21:20:34.8925 => [ERROR] [UiPath.Studio.exe]  $LoadAssembly: UiPath.CV, Version=220.127.116.11, Culture=neutral, PublicKeyToken=null: System.IO.FileNotFoundException: Could not load file or assembly ‘Emgu.CV.World, Version=18.104.22.16884, Culture=neutral, PublicKeyToken=null’ or one of its dependencies. The system cannot find the file specified.
File name: ‘Emgu.CV.World, Version=22.214.171.12484, Culture=neutral, PublicKeyToken=null’

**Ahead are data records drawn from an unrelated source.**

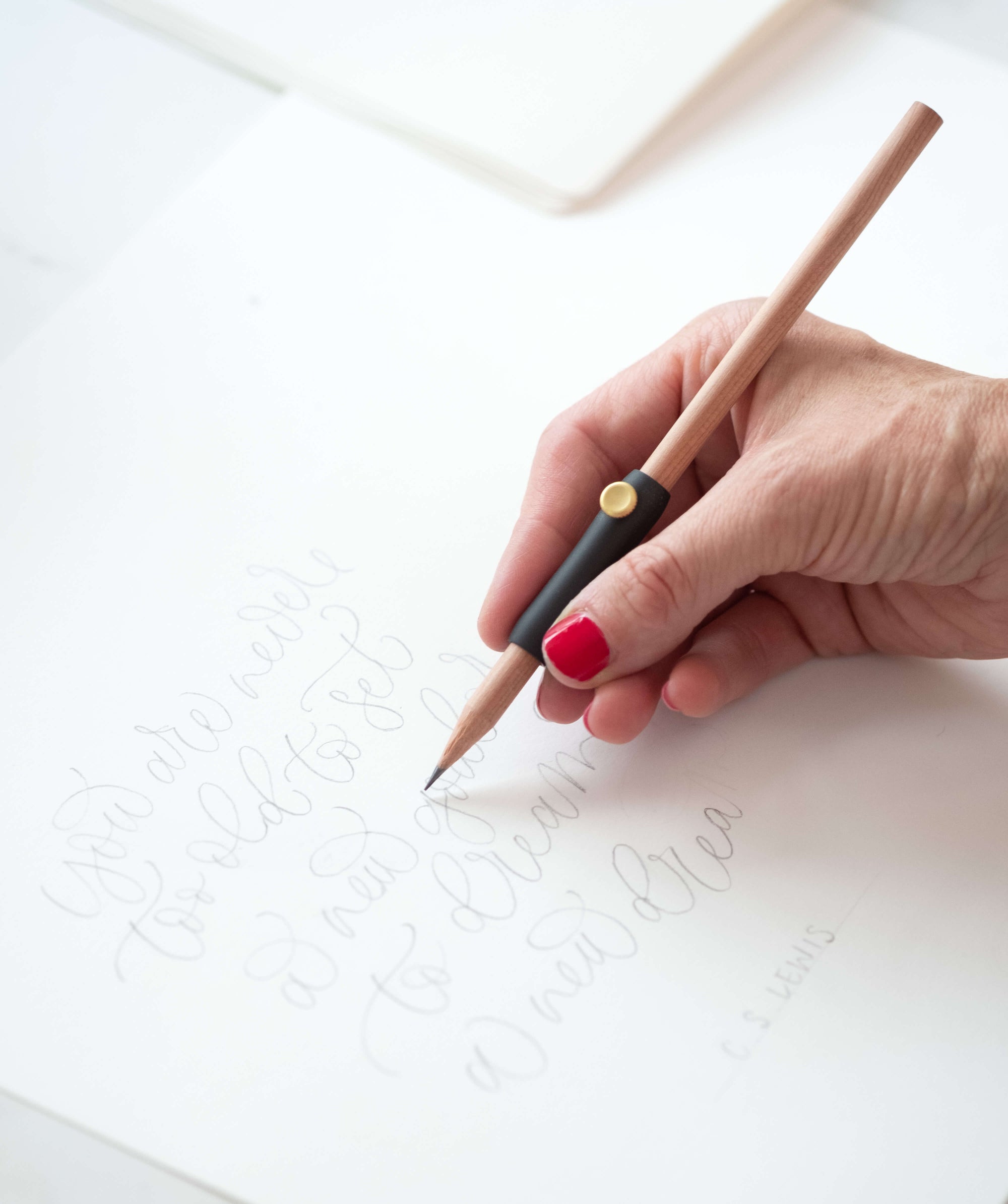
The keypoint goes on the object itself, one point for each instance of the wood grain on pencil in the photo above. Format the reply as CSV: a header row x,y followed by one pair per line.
x,y
782,309
727,383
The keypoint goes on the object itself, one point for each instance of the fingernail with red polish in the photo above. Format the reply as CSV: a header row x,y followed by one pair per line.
x,y
577,647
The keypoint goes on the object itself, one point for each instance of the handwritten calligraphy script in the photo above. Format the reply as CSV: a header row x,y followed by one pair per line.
x,y
270,802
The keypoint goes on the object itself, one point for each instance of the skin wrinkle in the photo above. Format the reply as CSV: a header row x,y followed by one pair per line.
x,y
864,491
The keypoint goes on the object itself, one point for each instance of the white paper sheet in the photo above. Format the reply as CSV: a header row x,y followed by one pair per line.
x,y
254,483
550,97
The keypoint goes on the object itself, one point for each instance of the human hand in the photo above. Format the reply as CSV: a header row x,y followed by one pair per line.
x,y
856,500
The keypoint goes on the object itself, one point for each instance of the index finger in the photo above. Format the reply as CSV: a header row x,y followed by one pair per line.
x,y
595,442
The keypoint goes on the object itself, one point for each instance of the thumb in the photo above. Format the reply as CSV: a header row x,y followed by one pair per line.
x,y
648,604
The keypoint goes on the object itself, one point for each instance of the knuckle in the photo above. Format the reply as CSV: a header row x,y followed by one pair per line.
x,y
654,585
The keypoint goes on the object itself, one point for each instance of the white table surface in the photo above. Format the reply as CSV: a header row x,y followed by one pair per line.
x,y
101,126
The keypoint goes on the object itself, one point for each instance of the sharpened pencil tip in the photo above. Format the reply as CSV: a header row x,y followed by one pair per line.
x,y
434,776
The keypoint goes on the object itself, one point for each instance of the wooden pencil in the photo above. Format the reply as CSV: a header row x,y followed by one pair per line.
x,y
726,384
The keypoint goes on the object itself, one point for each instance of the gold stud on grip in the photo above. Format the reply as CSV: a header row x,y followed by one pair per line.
x,y
618,500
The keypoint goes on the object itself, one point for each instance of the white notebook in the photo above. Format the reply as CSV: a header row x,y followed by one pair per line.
x,y
251,487
548,97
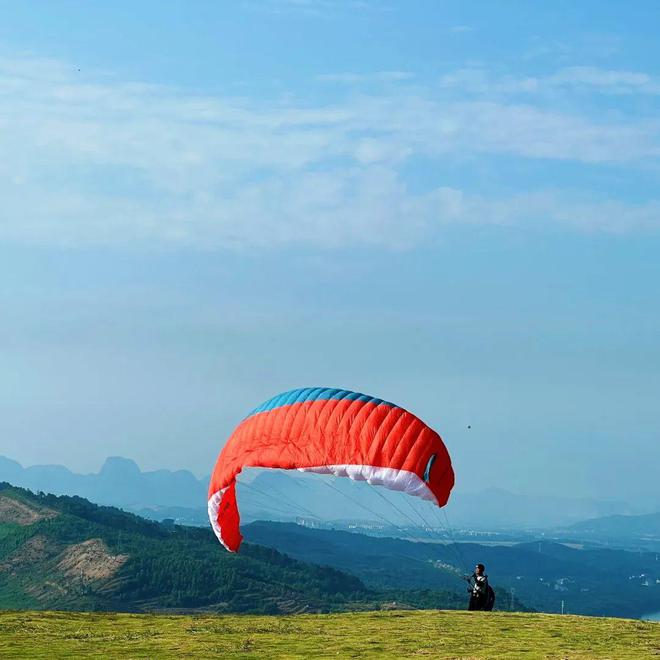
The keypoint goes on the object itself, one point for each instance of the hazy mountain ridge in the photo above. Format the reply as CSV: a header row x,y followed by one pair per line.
x,y
288,496
59,552
542,574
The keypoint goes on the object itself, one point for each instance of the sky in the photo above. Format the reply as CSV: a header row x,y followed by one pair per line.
x,y
448,205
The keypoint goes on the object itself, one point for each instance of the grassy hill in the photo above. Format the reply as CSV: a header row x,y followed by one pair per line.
x,y
66,553
396,634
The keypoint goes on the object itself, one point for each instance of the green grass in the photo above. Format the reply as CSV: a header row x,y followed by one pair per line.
x,y
396,634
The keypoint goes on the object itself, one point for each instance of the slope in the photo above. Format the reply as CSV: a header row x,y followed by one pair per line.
x,y
356,635
66,553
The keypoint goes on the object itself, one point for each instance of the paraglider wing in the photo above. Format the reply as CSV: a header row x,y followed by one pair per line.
x,y
330,431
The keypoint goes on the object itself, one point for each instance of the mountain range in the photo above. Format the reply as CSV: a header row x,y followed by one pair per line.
x,y
65,553
289,496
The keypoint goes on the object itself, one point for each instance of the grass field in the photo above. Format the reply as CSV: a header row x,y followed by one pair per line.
x,y
396,634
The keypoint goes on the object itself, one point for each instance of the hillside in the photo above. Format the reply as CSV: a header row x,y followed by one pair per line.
x,y
543,574
394,634
278,494
66,553
645,526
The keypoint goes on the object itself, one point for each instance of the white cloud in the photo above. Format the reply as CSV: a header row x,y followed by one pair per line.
x,y
93,160
348,78
584,78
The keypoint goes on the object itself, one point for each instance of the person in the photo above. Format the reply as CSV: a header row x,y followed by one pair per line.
x,y
478,588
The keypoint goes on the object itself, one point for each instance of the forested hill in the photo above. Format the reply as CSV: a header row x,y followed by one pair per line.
x,y
67,553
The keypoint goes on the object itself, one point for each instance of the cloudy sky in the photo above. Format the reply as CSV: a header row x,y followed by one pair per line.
x,y
454,208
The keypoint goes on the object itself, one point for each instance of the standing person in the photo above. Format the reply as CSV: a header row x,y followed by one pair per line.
x,y
478,589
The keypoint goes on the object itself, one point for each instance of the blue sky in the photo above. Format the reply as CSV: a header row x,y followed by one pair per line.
x,y
450,207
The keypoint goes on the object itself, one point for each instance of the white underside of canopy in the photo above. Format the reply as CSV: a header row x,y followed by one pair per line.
x,y
401,480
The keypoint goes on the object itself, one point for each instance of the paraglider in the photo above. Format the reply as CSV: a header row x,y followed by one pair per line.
x,y
330,431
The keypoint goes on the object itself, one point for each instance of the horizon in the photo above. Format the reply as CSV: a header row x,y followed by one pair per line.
x,y
250,473
447,207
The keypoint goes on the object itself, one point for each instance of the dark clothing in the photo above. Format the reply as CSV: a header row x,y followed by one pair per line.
x,y
478,590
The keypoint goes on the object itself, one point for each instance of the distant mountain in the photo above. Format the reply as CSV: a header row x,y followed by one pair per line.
x,y
644,527
66,553
120,482
542,574
497,508
290,496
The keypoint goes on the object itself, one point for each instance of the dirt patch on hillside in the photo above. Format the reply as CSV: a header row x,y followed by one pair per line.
x,y
31,552
90,560
21,513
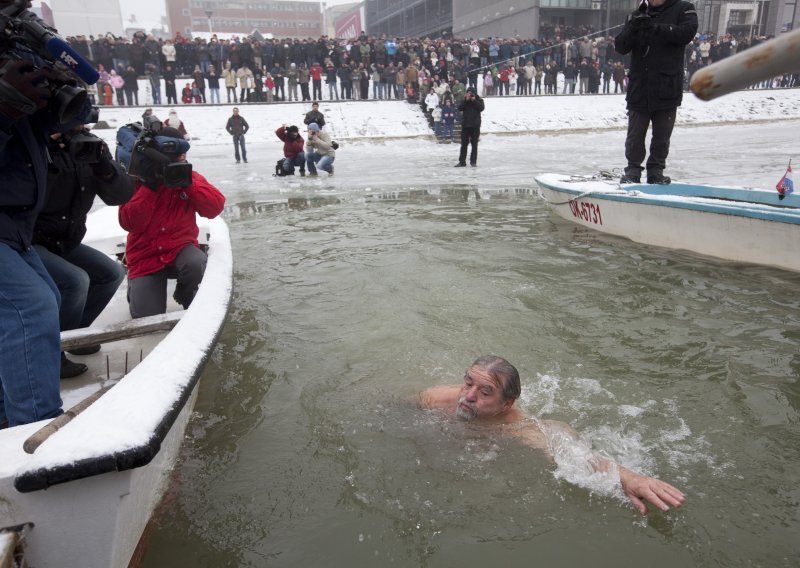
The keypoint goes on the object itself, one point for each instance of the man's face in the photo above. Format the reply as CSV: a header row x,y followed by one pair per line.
x,y
480,396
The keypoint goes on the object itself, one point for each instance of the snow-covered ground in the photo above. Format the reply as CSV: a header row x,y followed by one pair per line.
x,y
503,115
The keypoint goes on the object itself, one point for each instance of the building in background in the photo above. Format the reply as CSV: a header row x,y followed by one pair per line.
x,y
535,18
281,19
409,18
86,17
345,21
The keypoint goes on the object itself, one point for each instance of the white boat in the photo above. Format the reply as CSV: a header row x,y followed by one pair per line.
x,y
736,224
87,492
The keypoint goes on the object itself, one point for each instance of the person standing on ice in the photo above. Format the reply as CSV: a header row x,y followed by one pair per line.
x,y
237,127
471,108
655,35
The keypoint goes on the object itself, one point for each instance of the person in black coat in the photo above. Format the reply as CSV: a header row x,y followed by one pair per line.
x,y
471,108
86,278
655,36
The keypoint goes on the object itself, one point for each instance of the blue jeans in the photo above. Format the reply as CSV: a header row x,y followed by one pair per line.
x,y
86,279
325,163
30,360
299,161
448,129
238,142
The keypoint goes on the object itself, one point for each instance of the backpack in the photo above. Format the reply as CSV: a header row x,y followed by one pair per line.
x,y
280,172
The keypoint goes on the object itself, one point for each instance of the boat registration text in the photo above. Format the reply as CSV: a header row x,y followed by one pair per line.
x,y
589,212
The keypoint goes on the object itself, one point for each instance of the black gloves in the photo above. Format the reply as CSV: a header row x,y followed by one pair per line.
x,y
24,88
641,21
104,169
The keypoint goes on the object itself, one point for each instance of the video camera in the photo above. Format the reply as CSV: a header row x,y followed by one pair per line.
x,y
146,154
640,19
83,145
21,29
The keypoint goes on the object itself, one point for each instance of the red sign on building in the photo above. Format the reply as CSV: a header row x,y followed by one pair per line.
x,y
349,26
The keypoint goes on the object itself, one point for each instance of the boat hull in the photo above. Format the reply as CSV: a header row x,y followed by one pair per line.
x,y
91,488
731,232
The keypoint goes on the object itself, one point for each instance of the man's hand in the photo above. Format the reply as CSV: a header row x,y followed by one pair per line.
x,y
104,169
640,488
29,82
641,21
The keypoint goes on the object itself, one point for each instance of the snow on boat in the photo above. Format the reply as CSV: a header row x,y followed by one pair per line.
x,y
87,492
737,224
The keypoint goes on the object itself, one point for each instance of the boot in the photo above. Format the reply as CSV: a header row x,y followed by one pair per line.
x,y
70,369
88,350
658,179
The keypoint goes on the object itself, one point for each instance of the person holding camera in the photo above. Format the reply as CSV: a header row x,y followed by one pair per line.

#2 Issue with the Maximum Size of the PDF file with Google Cloud OCR Engine
Read PDF With OCR: Error performing OCR: Request payload size exceeds the limit: 10485760 bytes. GoogleCloudErrorInvalidResponse
You need to check the MaxSizeLimit Property for GoogleCloudOCR To fix this issue.
Key Points you need to remember
- You should note that in many cases, in order to get better OCR results, you’ll need to improve the quality of the image you are giving to OCR engine.
- Unsurprisingly, the paid OCR engines performed the best, especially with scanned documents. None of the engines read low-quality scans perfectly, but the cloud options were closest.
- If OCR is a key part of your project, I recommend trying all of your available options with Uipath OCR for the specific document types you’re working with to find the best option that works within your project budget.
- OCR is all about experimenting with different settings so you need to modify the scale, dpi or sometimes you might need to pre-process the image for better result.